I also used urea. Moreover, i dosed 3 forms at the same time (NO3, CO(NH2)2 and NH4). I also noticed bigger leaves grow on some plants. The point is (but i'm not 100% sure yet) that by dosing urea and NH4 one can keep lower NO3 levels but maintaining the same growth which is achieved by dosing only NO3 but in higher levels. I didn't notice issues with any type of algae. I was encouraged by "Drak" firm which produces N fertilizer for planted tank which includes 3 forms of nitrogen. The daily dose is 1 ppm NO3, 0.1 ppm NH4 and 0.33 ppm urea.


----------



## Amoeba1

Hi James, what are your observations after dosing urea together with NO3?


----------



## Zapins

Hmm... any updates on using ammonia or urea in lieu of NO3?


----------



## JamesC

Funny you should mention it as I've just stopped dosing the urea about 3 weeks ago and gone back to straight potassium nitrate. So far to be honest I haven't noticed any real change so am now coming round to the idea that perhaps it wasn't the dosing of urea that had the effect as during the dosing of the urea I also suffered stunting at times. 

I still have the Ludwigia Glandulosa which sometimes grows fine and other times doesn't. I'm still at a loss as why it happens. And before others jump in and say CO2 I'm going to say that I've had CO2 and flow levels really high and have also given the Ludwigia Glandulosa it's own personal supply of CO2 mist.
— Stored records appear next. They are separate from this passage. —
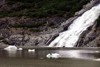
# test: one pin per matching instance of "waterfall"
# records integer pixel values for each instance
(70, 37)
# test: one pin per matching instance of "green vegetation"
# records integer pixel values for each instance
(43, 8)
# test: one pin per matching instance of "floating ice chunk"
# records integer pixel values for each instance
(20, 49)
(11, 48)
(31, 50)
(53, 55)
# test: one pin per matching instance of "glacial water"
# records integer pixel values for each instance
(69, 58)
(70, 37)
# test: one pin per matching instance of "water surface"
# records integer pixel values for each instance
(69, 58)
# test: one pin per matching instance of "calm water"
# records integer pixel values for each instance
(69, 58)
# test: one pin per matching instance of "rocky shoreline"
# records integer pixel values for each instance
(15, 36)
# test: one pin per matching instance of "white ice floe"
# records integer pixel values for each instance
(11, 48)
(20, 49)
(31, 50)
(53, 55)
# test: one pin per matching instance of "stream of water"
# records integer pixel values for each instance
(70, 37)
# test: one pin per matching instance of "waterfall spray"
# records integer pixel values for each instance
(70, 37)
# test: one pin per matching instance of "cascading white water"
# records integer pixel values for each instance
(71, 36)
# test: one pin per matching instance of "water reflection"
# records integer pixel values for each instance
(83, 54)
(41, 54)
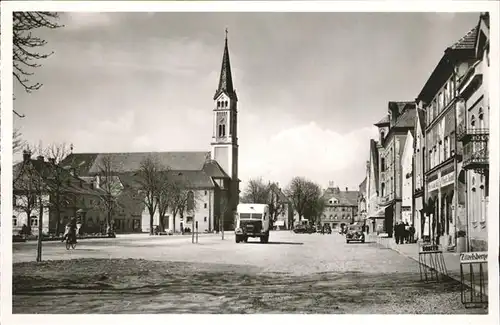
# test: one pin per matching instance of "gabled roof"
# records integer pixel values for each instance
(123, 162)
(362, 186)
(282, 197)
(421, 118)
(384, 121)
(64, 181)
(213, 169)
(374, 160)
(464, 48)
(467, 42)
(344, 197)
(407, 118)
(193, 178)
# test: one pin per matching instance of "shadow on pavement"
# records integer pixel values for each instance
(276, 243)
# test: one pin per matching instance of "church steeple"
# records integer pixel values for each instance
(226, 78)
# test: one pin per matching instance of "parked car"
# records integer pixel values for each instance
(354, 233)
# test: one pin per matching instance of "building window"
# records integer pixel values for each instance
(446, 94)
(481, 119)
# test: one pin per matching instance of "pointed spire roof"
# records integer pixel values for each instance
(226, 78)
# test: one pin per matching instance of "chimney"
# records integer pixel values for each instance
(26, 155)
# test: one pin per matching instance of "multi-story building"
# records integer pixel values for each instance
(393, 130)
(41, 185)
(407, 180)
(210, 177)
(473, 110)
(362, 205)
(418, 215)
(375, 214)
(445, 189)
(285, 216)
(341, 207)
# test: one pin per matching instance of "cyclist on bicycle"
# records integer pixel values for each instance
(71, 229)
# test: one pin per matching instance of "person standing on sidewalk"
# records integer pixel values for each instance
(397, 232)
(412, 234)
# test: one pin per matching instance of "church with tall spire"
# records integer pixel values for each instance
(211, 176)
(225, 127)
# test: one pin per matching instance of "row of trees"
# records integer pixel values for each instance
(161, 191)
(305, 196)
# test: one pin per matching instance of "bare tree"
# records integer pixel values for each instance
(25, 188)
(276, 203)
(25, 45)
(149, 186)
(30, 194)
(165, 195)
(17, 141)
(184, 198)
(110, 185)
(305, 196)
(256, 191)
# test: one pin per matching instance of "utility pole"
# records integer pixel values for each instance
(222, 226)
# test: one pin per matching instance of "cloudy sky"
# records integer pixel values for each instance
(310, 86)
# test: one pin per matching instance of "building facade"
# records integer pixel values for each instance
(210, 177)
(473, 115)
(393, 130)
(63, 196)
(341, 207)
(407, 180)
(445, 189)
(419, 219)
(375, 214)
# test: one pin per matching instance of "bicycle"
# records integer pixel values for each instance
(70, 242)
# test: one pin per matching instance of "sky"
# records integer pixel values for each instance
(310, 85)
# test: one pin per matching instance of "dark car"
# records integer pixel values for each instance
(354, 233)
(300, 229)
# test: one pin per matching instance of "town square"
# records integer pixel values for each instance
(251, 162)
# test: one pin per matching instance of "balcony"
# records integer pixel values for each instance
(476, 154)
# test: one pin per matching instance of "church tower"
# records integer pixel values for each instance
(225, 127)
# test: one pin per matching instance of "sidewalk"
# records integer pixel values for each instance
(452, 260)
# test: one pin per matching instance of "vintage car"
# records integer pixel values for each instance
(354, 233)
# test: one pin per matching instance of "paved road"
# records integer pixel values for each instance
(286, 252)
(293, 273)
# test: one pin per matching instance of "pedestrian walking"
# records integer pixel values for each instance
(406, 232)
(396, 232)
(412, 234)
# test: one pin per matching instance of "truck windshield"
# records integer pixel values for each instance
(257, 216)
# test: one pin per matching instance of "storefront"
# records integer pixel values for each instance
(441, 205)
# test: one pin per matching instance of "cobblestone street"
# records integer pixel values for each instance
(294, 273)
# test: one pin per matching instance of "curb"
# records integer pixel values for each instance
(474, 287)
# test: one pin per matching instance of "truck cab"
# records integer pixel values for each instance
(252, 220)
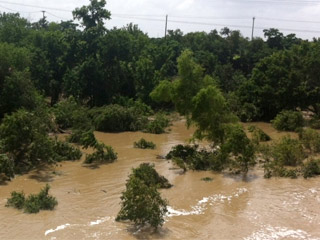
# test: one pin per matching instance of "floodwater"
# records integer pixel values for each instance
(226, 208)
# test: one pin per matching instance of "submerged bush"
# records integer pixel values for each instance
(310, 139)
(66, 151)
(116, 118)
(6, 168)
(85, 138)
(141, 202)
(288, 152)
(103, 154)
(34, 202)
(288, 121)
(144, 144)
(146, 173)
(17, 200)
(69, 114)
(311, 168)
(258, 135)
(158, 125)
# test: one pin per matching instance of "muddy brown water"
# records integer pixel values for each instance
(226, 208)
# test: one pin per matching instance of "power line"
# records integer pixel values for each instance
(36, 6)
(224, 25)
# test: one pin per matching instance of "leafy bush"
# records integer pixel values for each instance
(85, 138)
(138, 106)
(311, 168)
(288, 121)
(142, 204)
(6, 167)
(258, 135)
(66, 151)
(146, 173)
(68, 113)
(158, 125)
(17, 200)
(103, 154)
(310, 139)
(116, 118)
(34, 147)
(190, 157)
(144, 144)
(34, 202)
(288, 152)
(239, 149)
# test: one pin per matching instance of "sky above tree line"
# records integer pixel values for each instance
(290, 16)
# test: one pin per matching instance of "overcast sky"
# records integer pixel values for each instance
(189, 15)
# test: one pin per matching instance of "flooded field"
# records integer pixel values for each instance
(226, 208)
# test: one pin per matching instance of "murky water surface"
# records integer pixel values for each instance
(226, 208)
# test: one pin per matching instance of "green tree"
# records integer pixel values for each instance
(142, 204)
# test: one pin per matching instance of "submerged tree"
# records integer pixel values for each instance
(141, 202)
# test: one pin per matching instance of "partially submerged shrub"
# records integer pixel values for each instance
(85, 138)
(69, 114)
(116, 118)
(207, 179)
(310, 139)
(142, 203)
(17, 200)
(311, 168)
(66, 151)
(6, 168)
(288, 121)
(150, 176)
(288, 152)
(34, 202)
(158, 125)
(103, 154)
(144, 144)
(258, 135)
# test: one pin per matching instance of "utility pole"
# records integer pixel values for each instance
(166, 28)
(253, 19)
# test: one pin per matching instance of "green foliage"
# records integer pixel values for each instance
(66, 151)
(288, 152)
(144, 144)
(207, 179)
(83, 137)
(34, 202)
(69, 113)
(210, 115)
(311, 168)
(258, 135)
(34, 147)
(142, 204)
(116, 118)
(310, 139)
(158, 125)
(17, 200)
(6, 167)
(163, 92)
(190, 157)
(241, 149)
(103, 154)
(18, 92)
(146, 173)
(288, 121)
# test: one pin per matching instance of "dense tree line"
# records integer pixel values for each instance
(95, 65)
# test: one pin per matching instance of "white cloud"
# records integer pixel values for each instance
(191, 10)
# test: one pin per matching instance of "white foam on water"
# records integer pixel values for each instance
(274, 233)
(61, 227)
(202, 205)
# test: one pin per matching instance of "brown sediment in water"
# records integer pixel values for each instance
(226, 208)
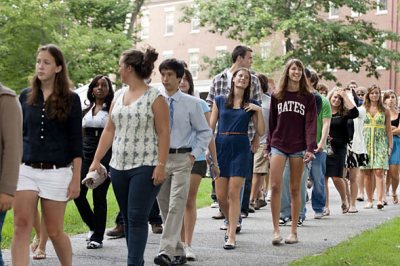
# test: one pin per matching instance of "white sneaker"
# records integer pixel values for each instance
(214, 204)
(189, 254)
(89, 235)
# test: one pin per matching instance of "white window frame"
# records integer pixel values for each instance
(169, 11)
(380, 11)
(168, 54)
(191, 65)
(331, 8)
(220, 49)
(145, 24)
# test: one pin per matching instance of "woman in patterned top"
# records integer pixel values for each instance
(379, 142)
(138, 130)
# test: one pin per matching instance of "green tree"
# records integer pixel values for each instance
(91, 33)
(348, 44)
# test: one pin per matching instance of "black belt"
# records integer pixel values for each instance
(45, 166)
(180, 150)
(92, 131)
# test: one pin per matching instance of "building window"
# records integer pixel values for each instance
(168, 54)
(145, 25)
(194, 65)
(333, 11)
(381, 6)
(169, 21)
(265, 48)
(195, 25)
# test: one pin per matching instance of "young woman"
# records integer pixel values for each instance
(198, 171)
(392, 178)
(138, 131)
(379, 143)
(233, 115)
(292, 134)
(356, 151)
(52, 137)
(343, 111)
(100, 95)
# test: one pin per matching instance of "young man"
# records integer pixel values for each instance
(10, 150)
(189, 128)
(242, 57)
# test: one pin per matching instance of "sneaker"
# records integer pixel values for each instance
(156, 228)
(214, 204)
(117, 232)
(89, 235)
(94, 245)
(218, 216)
(190, 256)
(283, 221)
(318, 215)
(300, 222)
(224, 227)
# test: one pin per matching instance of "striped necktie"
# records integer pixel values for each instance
(171, 112)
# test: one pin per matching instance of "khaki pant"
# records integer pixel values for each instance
(172, 201)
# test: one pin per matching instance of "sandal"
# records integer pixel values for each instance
(283, 221)
(39, 254)
(34, 244)
(94, 245)
(345, 209)
(395, 199)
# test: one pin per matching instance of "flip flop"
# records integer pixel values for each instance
(39, 254)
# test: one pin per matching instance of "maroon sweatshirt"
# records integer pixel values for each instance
(293, 123)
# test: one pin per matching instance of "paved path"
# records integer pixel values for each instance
(253, 243)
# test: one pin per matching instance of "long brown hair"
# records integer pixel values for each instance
(58, 105)
(367, 101)
(246, 95)
(305, 87)
(342, 110)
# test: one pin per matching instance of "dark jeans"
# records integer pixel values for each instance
(2, 216)
(135, 194)
(95, 219)
(154, 217)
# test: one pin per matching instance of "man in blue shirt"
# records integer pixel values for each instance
(189, 128)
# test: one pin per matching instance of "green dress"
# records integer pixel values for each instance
(376, 141)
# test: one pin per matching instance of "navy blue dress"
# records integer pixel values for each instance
(232, 142)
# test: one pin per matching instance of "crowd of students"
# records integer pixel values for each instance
(156, 145)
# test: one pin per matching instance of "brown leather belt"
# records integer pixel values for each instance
(45, 166)
(232, 133)
(180, 150)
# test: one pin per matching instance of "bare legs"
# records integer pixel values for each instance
(228, 194)
(369, 186)
(393, 179)
(25, 206)
(296, 170)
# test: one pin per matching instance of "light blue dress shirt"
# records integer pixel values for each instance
(189, 125)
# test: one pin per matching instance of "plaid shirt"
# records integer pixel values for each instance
(220, 86)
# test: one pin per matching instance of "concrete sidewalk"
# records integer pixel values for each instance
(253, 243)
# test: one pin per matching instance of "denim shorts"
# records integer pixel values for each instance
(275, 151)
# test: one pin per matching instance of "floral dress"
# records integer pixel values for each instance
(376, 141)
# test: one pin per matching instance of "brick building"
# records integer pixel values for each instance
(189, 42)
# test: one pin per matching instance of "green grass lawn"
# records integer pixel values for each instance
(74, 225)
(379, 246)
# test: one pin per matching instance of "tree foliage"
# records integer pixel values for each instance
(349, 43)
(90, 33)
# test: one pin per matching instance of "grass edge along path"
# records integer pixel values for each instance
(377, 246)
(73, 223)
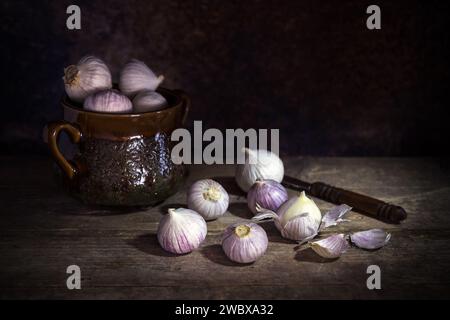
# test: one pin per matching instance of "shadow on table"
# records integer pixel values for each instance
(215, 254)
(148, 243)
(240, 209)
(308, 255)
(229, 184)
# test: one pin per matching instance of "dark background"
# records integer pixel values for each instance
(310, 68)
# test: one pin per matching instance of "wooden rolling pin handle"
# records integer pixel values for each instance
(359, 202)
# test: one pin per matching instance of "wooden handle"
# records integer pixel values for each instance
(358, 202)
(54, 129)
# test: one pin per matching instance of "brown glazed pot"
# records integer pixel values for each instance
(123, 159)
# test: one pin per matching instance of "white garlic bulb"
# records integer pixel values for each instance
(244, 242)
(136, 76)
(147, 100)
(88, 76)
(181, 231)
(297, 219)
(208, 198)
(331, 247)
(259, 164)
(110, 101)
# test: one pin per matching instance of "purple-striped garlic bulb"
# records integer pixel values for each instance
(181, 231)
(244, 242)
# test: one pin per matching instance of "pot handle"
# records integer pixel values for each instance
(54, 129)
(186, 103)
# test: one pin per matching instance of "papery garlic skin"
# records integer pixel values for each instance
(108, 101)
(244, 242)
(88, 76)
(181, 231)
(297, 219)
(268, 194)
(136, 76)
(208, 198)
(259, 164)
(146, 101)
(331, 247)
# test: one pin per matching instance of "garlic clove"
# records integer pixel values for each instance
(136, 76)
(370, 239)
(259, 164)
(88, 76)
(331, 247)
(146, 101)
(299, 228)
(208, 198)
(108, 101)
(181, 231)
(244, 242)
(334, 216)
(267, 193)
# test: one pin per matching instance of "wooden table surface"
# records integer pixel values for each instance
(43, 231)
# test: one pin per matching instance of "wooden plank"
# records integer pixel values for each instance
(43, 231)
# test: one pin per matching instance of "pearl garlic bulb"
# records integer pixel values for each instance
(208, 198)
(110, 101)
(181, 231)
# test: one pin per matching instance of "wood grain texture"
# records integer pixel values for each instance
(43, 230)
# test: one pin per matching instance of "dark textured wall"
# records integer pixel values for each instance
(310, 68)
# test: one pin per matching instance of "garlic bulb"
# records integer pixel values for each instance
(208, 198)
(297, 219)
(147, 100)
(244, 242)
(108, 101)
(259, 164)
(88, 76)
(181, 231)
(331, 247)
(269, 194)
(136, 76)
(370, 239)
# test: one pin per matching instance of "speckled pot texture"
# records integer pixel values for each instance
(122, 159)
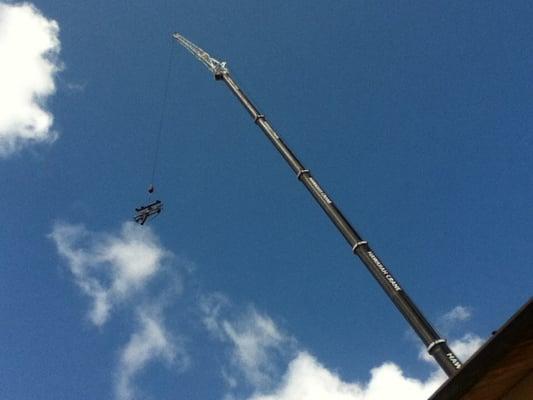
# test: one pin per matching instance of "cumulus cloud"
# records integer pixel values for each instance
(307, 379)
(29, 49)
(255, 340)
(457, 314)
(109, 268)
(150, 342)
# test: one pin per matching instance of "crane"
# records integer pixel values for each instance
(435, 344)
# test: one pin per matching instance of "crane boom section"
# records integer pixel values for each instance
(436, 346)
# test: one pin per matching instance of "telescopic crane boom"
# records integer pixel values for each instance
(436, 346)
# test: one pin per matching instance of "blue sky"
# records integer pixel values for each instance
(415, 118)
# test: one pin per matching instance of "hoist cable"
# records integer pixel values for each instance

I'm now strating to believe that it is to do with growth rates and that trying to make it grow too fast causes the deformations. I've dropped the T5's in favour of the old T8's and will note to see if this makes any difference. 

One thing I have noticed is that the blyxa japonica does a lot better with higher nitrate levels.

James


----------



## Mr_docfish

One thing I have noticed (it was obvious after I finally thought of it) is I have been using ammonium nitrate NH4NO3, and testing weekly for nitrate only.... I have been keeping the NO3 at 15-20ppm, and now I keep it at 10ppm.... with much better results now.... I was over dosing the total N by not considering the NH4.....
I feel silly having said this, I should have noticed a long time ago.


----------



## kekon

> I still have the Ludwigia Glandulosa which sometimes grows fine and other times doesn't.


I saw similar effects and it seems better growth occurs when NO3 is lower.
Blyxa Japonica is a plantwhich really appreciates high NO3 levels; i've never had any issues with this plant. I grows like a weed at NO3 10 ppm or more but some plants are severely stunted.
I'm still waiting for my ordered circulation pump but i think it will not help much.
I noticed that NH4 and urea work better in very soft water. In harder water NO3 is better. Generally speaking it seems that the harder the water the more NO3 can be dosed without harming the plants.


----------



## nfrank

i have been re-doing my dry fert regime... both in composition and amounts..... and have been thinking about adding additional N (without adding more K) to supplement what i provide thru weekly water changes. In the past i have used NaNO3 to supplement KH2PO4 and KNO3. This is not ideal since sodium nitrate adds unnecessary Na+, I am now considering urea and figured i would join this discussion.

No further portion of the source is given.